Первый был высокий статный человек с серьезным, несколько мрачным выражением лица... Он мало вступал в разговор, частично из осторожности частично по той же причине что и я - из-за п ого владения турецким языком. Его неразговорчивость, однако, возмещалась живостью его товарища - энергичного, пожилого, небольшого роста человека с белой бородой и живыми привлекательными чертами, в которых еще сохранились огонь и решимость молодости, сочетавшиеся с хитростью и хладнокровием, полученными от прожитой жизни.
По уверенности, с которой он принимал на себя руководство всем делом, оставляя скромного товарища позади, было очевидно, что все это было ему привычно не только в смысле давления на зависимых от него людей, но и в расширении его по возможности на вышестоящих. Возможно, что именно по этой причине или из-за того, что в отличие от своего более умного брата-пилигрима он не извлекал никаких личных выгод из этого дела, но еще до окончания переговоров Хаджи-Бесни отказался сопровождать нас в путешествии. Мне было жаль, что он принял такое решение, так как он был явно более желанным спутником из них двоих; он был одним из тех, кому я доверился бы больше и кто вызывал у меня больше уважения, чем другие.
... Я решил было обойтись без переводчика, пока, как было условлено, не присоединюсь к мистеру Беллу в Абазии, где он мог бы мне пригодиться, когда некий грек сам явился ко мне на службу. Это был парень с Кипра..., необходимо признать, что он все выполнял степенно и, кроме того, у него имелось множество других достоинств ... я с удовольствием обошелся бы без всех прочих его достоинств в обмен на хорошее знание французского и турецкого языков.

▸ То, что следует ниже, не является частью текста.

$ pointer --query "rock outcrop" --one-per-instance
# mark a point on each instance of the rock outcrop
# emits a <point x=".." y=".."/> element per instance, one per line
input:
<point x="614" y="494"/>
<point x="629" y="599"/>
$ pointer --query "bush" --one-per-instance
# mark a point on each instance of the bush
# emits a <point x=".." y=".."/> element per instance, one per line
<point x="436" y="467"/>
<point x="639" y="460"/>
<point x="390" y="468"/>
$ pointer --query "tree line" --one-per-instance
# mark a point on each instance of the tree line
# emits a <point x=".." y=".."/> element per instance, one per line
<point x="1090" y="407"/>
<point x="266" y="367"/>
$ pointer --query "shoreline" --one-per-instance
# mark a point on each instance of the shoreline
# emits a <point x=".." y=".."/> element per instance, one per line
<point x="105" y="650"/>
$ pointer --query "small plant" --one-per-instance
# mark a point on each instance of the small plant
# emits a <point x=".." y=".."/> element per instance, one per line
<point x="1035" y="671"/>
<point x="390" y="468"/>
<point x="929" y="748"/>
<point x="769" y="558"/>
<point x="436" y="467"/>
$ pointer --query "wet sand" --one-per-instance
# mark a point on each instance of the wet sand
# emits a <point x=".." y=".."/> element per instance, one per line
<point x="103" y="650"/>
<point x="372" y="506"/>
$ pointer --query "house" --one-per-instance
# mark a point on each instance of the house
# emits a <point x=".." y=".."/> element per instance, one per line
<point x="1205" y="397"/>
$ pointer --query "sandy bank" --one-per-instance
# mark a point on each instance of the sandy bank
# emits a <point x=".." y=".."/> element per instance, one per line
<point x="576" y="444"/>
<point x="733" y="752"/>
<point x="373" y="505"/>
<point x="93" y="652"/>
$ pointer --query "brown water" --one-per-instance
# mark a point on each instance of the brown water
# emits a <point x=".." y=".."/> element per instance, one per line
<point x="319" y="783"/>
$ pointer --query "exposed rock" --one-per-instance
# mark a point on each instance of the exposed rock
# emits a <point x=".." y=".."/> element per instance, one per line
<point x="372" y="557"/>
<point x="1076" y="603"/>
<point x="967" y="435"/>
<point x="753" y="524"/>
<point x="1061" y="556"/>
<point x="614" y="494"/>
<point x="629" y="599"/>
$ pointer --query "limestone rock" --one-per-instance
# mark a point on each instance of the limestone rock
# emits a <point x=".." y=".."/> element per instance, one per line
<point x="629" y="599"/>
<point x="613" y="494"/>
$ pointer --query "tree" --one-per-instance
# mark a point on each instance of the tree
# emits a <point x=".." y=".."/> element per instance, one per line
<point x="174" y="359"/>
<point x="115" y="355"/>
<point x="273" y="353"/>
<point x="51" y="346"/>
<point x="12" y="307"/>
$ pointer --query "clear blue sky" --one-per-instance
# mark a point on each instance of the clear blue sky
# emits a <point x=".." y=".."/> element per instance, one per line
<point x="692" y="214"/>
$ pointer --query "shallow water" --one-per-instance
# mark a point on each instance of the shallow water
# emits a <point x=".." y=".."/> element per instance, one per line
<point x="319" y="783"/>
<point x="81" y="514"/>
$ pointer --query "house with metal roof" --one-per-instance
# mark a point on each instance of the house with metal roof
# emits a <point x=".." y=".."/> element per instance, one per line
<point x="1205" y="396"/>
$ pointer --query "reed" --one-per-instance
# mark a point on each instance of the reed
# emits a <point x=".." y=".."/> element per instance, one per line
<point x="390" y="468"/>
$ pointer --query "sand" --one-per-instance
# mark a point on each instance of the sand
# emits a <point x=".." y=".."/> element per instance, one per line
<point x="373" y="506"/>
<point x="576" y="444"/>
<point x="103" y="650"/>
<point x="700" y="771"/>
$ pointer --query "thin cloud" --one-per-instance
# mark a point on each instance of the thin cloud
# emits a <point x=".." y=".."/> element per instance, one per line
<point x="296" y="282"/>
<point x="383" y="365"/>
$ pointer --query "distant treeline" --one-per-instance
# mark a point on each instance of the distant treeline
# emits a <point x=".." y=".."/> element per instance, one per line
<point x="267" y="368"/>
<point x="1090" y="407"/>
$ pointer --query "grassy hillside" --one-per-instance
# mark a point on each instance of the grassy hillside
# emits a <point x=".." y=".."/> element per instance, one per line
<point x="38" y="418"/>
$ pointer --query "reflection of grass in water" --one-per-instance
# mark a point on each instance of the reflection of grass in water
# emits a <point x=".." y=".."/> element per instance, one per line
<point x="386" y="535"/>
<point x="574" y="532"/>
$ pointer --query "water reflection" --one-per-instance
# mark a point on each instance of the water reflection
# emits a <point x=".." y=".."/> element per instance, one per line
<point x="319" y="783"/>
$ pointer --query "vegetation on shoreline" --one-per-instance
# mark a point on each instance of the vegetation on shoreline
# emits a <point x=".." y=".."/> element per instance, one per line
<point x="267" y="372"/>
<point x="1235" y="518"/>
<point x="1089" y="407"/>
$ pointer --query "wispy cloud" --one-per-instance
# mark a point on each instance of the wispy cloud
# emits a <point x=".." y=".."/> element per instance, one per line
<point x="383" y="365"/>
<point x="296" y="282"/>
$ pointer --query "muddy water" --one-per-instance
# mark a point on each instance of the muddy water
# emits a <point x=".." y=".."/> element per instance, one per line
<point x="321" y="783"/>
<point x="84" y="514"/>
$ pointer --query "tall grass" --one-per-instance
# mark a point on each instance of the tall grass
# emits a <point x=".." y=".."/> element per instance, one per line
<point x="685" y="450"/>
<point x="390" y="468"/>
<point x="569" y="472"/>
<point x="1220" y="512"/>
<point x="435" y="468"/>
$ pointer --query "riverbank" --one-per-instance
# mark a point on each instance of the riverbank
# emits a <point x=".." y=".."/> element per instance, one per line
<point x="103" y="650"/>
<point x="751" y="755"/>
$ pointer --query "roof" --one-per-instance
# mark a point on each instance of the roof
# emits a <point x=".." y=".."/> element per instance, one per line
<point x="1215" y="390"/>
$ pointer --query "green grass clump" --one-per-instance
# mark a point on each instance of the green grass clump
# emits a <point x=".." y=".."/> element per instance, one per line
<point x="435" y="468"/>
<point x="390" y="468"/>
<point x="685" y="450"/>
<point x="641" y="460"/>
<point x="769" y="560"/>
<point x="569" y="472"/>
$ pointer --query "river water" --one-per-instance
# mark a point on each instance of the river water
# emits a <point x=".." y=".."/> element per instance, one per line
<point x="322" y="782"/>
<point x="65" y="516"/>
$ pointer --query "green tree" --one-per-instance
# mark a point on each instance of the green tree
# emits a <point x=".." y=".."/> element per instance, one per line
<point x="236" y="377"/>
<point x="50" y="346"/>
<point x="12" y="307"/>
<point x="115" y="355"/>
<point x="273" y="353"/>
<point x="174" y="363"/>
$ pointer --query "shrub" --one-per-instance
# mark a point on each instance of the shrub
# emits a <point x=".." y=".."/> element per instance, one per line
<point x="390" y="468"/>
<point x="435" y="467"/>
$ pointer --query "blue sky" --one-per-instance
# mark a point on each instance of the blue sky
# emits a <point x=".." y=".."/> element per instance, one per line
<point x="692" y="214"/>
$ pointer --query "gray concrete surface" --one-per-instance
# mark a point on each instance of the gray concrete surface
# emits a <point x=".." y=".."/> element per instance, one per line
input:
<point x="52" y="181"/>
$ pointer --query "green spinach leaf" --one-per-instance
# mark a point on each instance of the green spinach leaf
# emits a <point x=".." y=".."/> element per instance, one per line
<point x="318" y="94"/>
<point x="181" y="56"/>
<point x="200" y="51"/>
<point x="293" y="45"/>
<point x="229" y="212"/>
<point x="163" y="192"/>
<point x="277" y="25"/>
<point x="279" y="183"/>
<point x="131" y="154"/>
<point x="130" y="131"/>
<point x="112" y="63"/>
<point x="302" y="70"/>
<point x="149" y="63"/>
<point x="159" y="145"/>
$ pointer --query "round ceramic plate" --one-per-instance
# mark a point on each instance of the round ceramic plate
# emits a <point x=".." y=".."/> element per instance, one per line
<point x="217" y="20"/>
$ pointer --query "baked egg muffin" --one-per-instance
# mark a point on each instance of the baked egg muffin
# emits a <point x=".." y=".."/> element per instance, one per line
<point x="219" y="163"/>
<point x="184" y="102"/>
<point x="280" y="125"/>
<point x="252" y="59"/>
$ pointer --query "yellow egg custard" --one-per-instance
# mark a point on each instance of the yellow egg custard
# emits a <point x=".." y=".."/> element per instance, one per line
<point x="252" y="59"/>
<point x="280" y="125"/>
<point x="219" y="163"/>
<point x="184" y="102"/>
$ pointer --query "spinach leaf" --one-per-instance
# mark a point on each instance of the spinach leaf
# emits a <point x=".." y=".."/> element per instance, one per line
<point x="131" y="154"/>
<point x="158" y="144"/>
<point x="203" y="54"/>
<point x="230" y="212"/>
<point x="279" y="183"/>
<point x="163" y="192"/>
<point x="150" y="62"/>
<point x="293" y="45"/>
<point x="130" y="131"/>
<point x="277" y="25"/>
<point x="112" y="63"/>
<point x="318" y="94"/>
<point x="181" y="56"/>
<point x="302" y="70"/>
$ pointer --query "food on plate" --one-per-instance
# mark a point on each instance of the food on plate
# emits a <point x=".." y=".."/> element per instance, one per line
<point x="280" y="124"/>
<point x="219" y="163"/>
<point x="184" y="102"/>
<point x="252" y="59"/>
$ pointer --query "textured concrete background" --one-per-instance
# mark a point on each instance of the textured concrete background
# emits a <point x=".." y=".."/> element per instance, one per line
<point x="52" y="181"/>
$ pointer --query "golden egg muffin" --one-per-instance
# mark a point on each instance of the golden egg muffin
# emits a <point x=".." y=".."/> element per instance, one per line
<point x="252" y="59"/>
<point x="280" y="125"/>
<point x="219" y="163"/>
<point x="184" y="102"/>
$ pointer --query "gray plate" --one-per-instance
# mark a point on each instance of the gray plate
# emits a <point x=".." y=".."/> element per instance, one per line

Сообщения, полученные мною о Черкески во время моего пребывания в Константинополе, хотя и были смутными и романтичными, все же вдохновили меня, вызывая интерес к ее судьбе, и даже энтузиазмом. Как и другие азиатские страны, Черкесия испытала на себе рост амбиций России и одновременно стонала под ее ударами и давлением; коллизия здесь была однако совсем другого рода чем с соседними странами. Дипломатические хитрости России со всеми другими государствами принесли ей больше пользы, чем ее оружие, или по крайней мере она покаряла их постепенно. Но на Кавказе, где население жило в состоянии завидного процветающего уединения в течении столетий, где личная независимость имела широкую базу и не давала удобных случаев, в отличии от коррумпированных правительств, для интриг, дипломатия заходила в тупик и не находила простора для действий, - война, война на истребление была единственным выходом для России.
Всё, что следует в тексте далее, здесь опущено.